I'll start with my question, and follow up with a little more info:

In your opinion, does the current 2004 FBC allow live load reductions in the High Velocity Wind Zone?

In the load combination section of Chapter 16 of the FBC for non-HVWZ areas it says that it's permitted to reduce the effect of any two or more live loads by 25% and add the dead load. I'm trying to figure out if that's allowed in the HVWZ.
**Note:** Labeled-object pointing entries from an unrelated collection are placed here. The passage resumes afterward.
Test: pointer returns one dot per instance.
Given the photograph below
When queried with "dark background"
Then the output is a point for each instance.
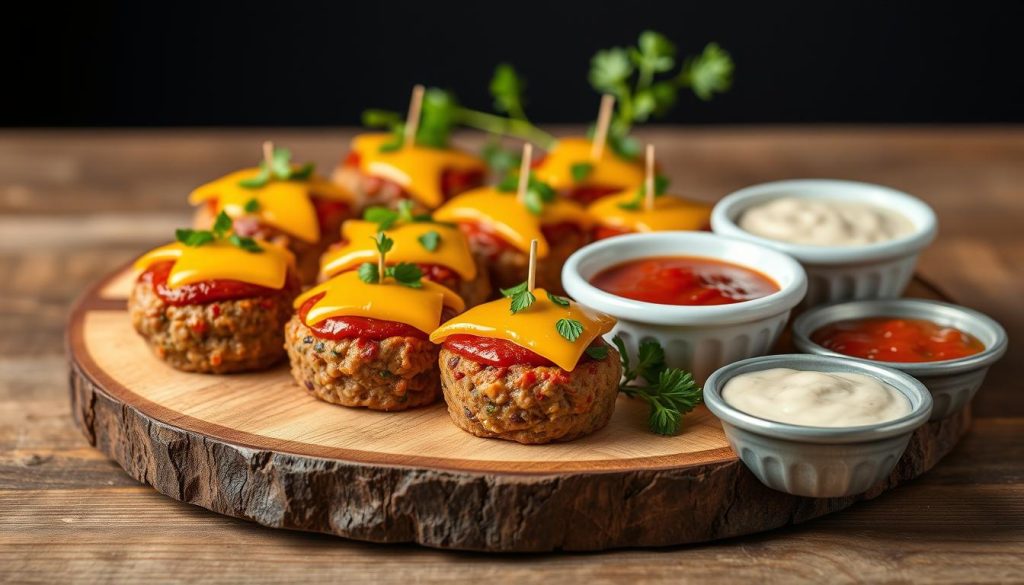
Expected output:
(143, 64)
Here's my take: In the HVWZ section at the end of Chapter 16 of the FBC-Building, their wording gets pretty convoluted as to whether it's permitted or not. It basically says that you can do whatever ASCE-7 says you can, and therein lies my hangup. In chapter 2 of ASCE7-02, one of the permitted load combinations appears to have the same 25% reduction in the live loads, but I'm not sure I'm interpreting it correctly.

I'm designing a wood LVL beam supporting roof trusses, and the software program I'm using takes this 25% live load reduction in the design of the LVL. I'm not sure whether or not this design is permitted in the HVWZ. I've got calls into the software tech people, but I imagine I'm in for several hours on hold with the national company before I'm able to find their resident expert in the FBC, if I can even find him or her.

Any thoughts and opinions are appreciated.


----------



## grover (Aug 30, 2007)

I'm not a floridian structural engineer, but... isn't it safe to assume that under worst-case HVWZ conditions in Florida, all personnel (and their subsequent live load) would have been evacuated from the building?


----------



## MetroRAFB (Aug 30, 2007)

You would think, but that level of common sense doesn't make it into the pages of any building codes I've ever seen.


----------



## Guest (Aug 30, 2007)

^^^ I will echo that statement.

There are MANY times when people are told to leave ... imminent danger ... get out ... evacuate. Do you know there are some people who will just not leave?

So ... as far as grover's assumption. Survey says: GOOSE EGG hmy:

:laugh:

JR


----------



## grover (Aug 30, 2007)

OK, let me rephrase the question then, to accomodate the lowest common denominator:

I'm not a floridian structural engineer, but... isn't it safe to assume that under worst-case HVWZ conditions in Florida, all personnel (and their belongings) would have been evacuated from the building at appx 150mph?


----------



## MetroRAFB (Aug 30, 2007)

grover said:


> OK, let me rephrase the question then, to accomodate the lowest common denominator:
> I'm not a floridian structural engineer, but... isn't it safe to assume that under worst-case HVWZ conditions in Florida, all personnel (and their belongings) would have been evacuated from the building at appx 150mph?



Nope, some structures in the HVHZ have to withstand 150mph conditions without failure.


----------



## Guest (Aug 31, 2007)

^^^ Yeppers. Correct.

JR


----------



## GCracker (Sep 19, 2007)

I know I'm coming in a little late with this, but I believe the minimum roof live load in the HVWZ is 30 psf and non-reducible. I haven't designed a structure in south FL in the last 3 years, so it may have changed.


----------